Workflow von »Avatar: The Way of Water«
Ein Gespräch mit den Editoren von »Avatar: The Way of Water« über den Workflow und ihre Arbeit.
Wie schwierig ist es, einen Film dieser Länge zu sichten, um sicherzustellen, dass man den Gesamtfluss des Films kennt, wenn er so lang ist, oder schränkt das die Anzahl der Male ein, die man sich den ganzen Film ansehen kann?
Refoua: Wir konnten ihn nicht so oft sehen.
Rivkin: Wir haben uns die vollen Vorführungen reserviert, auch damit wir ihn nicht ständig sehen müssen. Natürlich sind wir täglich mit Teilen des Films beschäftigt, aber Jim war auch sehr daran interessiert, die Vorführung für besondere Anlässe aufzusparen, bei denen wir sie uns ansehen und bewerten.

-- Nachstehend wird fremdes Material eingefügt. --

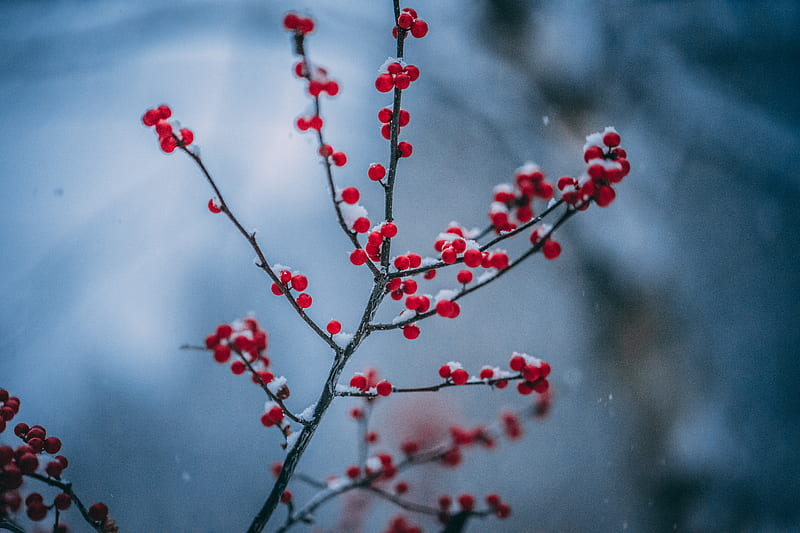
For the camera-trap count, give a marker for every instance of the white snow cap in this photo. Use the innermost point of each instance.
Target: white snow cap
(275, 385)
(352, 212)
(445, 294)
(342, 339)
(596, 139)
(389, 61)
(528, 168)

Er hatte auch einen kleinen Trick, um die Erfahrung zu erneuern, indem er den Film horizontal spiegelte und ihn mit neuen Augen betrachtete. Man erwartet also, dass jemand auf der linken Seite des Bildes hereinkommt, und er kommt auf der rechten Seite herein. Beim ersten Mal ist das sehr verwirrend. Aber es zwingt einen dazu, den Film mit anderen Augen zu sehen. Das hat er bei »Avatar 1« schon gemacht, und er hat es hier wieder getan. Es ist einfach ein Weg, um eine neue Perspektive zu erhalten. Aber man kann das nur ein paar Mal machen, dann wird es wieder zur Norm.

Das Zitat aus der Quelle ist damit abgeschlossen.